A new copper complex enhanced apoptosis in human breast cancerous cells without considerable effects on normal cells

Abstract

Complexes with copper ions have attracted a lot of attention for cancer therapy, because it's assumed that the endogenous metals may be less toxic for healthy cells than cancerous cells. In the previous study, we observed the [Cu(L)(phen)] compound indicated an inhibiting effect on the MCF7 cells with low side effects on normal cells. In this research, we aim at examining the molecular system engaged in the induction of apoptosis in L929 and MCF7 cells after being treated with the [cu(L)(phen)] compound.The expressing of a number of apoptotic genes, such as bcl-2, caspase-8, p53, bax as well as bid were evaluated by RT-PCR following 48- and 24-hour treatments by the [cu(L)(phen)] compound at the concentrations of IC50.Cleavage and fragmentation of DNA were observed in MCF-7 treated cells.

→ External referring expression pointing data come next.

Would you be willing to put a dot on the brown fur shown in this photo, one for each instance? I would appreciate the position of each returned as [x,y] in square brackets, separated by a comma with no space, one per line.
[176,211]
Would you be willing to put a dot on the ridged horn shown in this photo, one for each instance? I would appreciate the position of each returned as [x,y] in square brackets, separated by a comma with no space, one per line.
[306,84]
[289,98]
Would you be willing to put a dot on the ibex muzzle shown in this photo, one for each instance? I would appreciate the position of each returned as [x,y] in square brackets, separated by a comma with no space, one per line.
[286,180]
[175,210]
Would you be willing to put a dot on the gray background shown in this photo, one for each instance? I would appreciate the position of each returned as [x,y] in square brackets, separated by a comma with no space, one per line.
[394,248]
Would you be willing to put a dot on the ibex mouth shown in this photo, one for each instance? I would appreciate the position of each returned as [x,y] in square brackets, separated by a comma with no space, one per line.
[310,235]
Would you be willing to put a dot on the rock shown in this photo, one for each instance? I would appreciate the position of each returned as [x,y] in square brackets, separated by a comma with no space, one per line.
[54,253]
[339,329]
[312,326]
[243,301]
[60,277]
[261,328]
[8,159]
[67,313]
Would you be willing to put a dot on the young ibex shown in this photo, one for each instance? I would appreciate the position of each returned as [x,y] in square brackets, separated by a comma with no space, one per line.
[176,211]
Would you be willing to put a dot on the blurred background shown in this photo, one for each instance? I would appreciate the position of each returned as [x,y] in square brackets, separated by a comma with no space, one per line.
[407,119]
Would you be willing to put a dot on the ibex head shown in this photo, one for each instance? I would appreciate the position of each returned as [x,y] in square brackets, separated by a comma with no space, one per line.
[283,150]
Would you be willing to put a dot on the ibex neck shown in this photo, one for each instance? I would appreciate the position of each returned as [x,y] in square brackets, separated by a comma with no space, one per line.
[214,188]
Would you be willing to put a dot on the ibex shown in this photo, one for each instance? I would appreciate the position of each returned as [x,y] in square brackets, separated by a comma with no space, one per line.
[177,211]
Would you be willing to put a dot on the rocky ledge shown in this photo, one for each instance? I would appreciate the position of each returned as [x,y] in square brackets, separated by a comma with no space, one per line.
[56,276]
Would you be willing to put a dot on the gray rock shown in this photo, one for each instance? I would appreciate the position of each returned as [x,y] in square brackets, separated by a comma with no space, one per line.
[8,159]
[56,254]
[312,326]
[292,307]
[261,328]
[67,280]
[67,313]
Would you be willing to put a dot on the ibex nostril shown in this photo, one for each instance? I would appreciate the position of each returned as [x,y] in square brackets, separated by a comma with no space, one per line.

In addition, after the treatment of cells by this complex, bcl-2 expression decreased significantly at MCF7 cells; however, it was not significantly changed at the cells of L929. The expression of bax, caspase8, p53 and bid genes was significantly increased in both MCF-7 and L929 cells.Due to the increase in the bax/bcl-2 ratio as well as the increase in caspase8 and bid genes expression in MCF-7 cells after the treatment, it can be concluded that this complex activates apoptosis from intrinsic and extrinsic apoptotic routes in malignant cells. However, due to the lack of significant changes in bax/bcl-2 ratio at cells (L929) and the increase in the caspase8 and bid genes expression, this complex mainly activates apoptosis through the only extrinsic apoptotic pathway in normal cells.